All these fighting features sounds wonderfully compelling until you discover just how hard it is to pull off the super-power combos. The ability to nail the super-powered special attacks makes a huge difference, particularly in the later game, when you’re faced with enemies sporting several thousand more hit points than you. But these attacks are tough to complete and frustrating in the chaos of battle, as your combos run together and quickly sap your stamina bar. At least when you do land special moves, you’re rewarded with a colored glow of power and massively increased damage

Character weapon preferences also affect the difficulty level of playing each class. The Amazon’s aptitude with spears and bo sticks and her nimble footwork in dodging enemy attacks make her the easiest to play. The lumbering Barbarian, for his part, dishes out great damage but often has to stand toe-to-toe and take some knocks along the way. Of course, we can’t overlook the gore factor. Blade’s "M" rating is well deserved, as the brutal cleaving of limbs and heads is common, and the attendant spurts of blood stain the walls and floors (though gore and blood can be turned off). Amusingly, the enemies have a subtle, stunned reaction to this dismemberment, rocking and staggering slowly before finally keeling over in a blood-soaked heap. Adding insult to their injury, you can pick up a foe’s severed limb and beat his buddy to death with the soggy end.

Blade’s baddies display some impressive AI-driven moves and vary in their hit-point levels and equipment (they’re armed with progressively more vicious armaments that you can pick up); but fighting the orcs, knights, skeletons, zombies, and golems does get quite repetitive, despite strategic quirks of learning what weapons do better damage against particular creatures (use hammers against skeletons and edged weapons against zombies). It’s credit to the combat system, though, that each encounter still plays in a unique way. On top of that, multiple enemies will work together, with the strongest coming forward first, though nothing will inflame your ire more than a near-dead orc swigging from a full health potion it’s carrying while you’re dodging his buddies’ swipes. The anguish is tangible, mainly because you know that dying will cause a reload, and the reload times are looooong. Not only that, but there’s no quick-save: you have to maneuver through two menu screens to access the save option, and then there are only six slots available.

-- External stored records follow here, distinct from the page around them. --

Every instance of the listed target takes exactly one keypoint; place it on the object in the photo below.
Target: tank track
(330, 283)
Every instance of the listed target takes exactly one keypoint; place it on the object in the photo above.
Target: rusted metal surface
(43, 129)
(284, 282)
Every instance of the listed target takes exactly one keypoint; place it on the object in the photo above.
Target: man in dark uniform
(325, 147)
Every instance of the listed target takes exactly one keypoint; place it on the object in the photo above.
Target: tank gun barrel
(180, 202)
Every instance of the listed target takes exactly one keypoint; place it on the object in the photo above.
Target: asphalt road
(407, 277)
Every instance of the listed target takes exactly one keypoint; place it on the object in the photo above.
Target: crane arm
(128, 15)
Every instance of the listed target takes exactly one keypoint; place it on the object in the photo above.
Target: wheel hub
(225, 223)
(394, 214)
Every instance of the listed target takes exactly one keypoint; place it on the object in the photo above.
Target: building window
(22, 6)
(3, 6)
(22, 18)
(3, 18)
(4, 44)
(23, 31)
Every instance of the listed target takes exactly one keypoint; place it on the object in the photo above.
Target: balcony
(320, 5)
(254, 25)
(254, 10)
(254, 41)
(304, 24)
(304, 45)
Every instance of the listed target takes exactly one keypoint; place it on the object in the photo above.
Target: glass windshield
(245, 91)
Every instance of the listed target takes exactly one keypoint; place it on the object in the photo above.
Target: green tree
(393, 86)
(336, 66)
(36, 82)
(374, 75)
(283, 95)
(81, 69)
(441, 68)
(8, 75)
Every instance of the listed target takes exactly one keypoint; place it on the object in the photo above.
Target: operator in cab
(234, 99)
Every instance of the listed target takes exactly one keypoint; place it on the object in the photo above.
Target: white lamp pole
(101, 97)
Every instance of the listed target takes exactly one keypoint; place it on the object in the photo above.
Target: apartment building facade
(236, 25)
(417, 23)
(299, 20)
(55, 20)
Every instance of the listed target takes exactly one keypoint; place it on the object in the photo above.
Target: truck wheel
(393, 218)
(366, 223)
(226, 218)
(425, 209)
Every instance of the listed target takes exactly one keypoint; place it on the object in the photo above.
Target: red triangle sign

While the LAN and TCP/IP multiplayer duels encourage effective use of combos, and work reasonably smoothly, they don’t have the depth of possibilities that even Interplay’s quirky, poor-selling Die By The Sword managed several years ago. It’s a shame Blade doesn’t offer more in this regard considering how potentially repetitive the single-player campaign can become. Long and frequent load times serve only to pull you out of the game world, and in doing so, render much of the voice-driven plot-telling inconsequential. Similarly, the game’s RPG element serves to make you feel more powerful as you progress, but it’s an artificial system: I gained two levels in quick succession when killing just two average skeletons -- I’d evidently taken a branching path more difficult than my character could manage, and was given a rapid boost.

Though the journey through Blade’s world is very, very arduous, it’s encouraging that the designers seemed to keep the best for last, with the final levels featuring the most impressive boss enemies, and the most detailed and inventive level designs. When you complete the quest, you’ll have earned it, since it too often feels like hard work. But no job worth doing is easy, and Blade is a great example of its genre, and a fine gaming experience by any standards.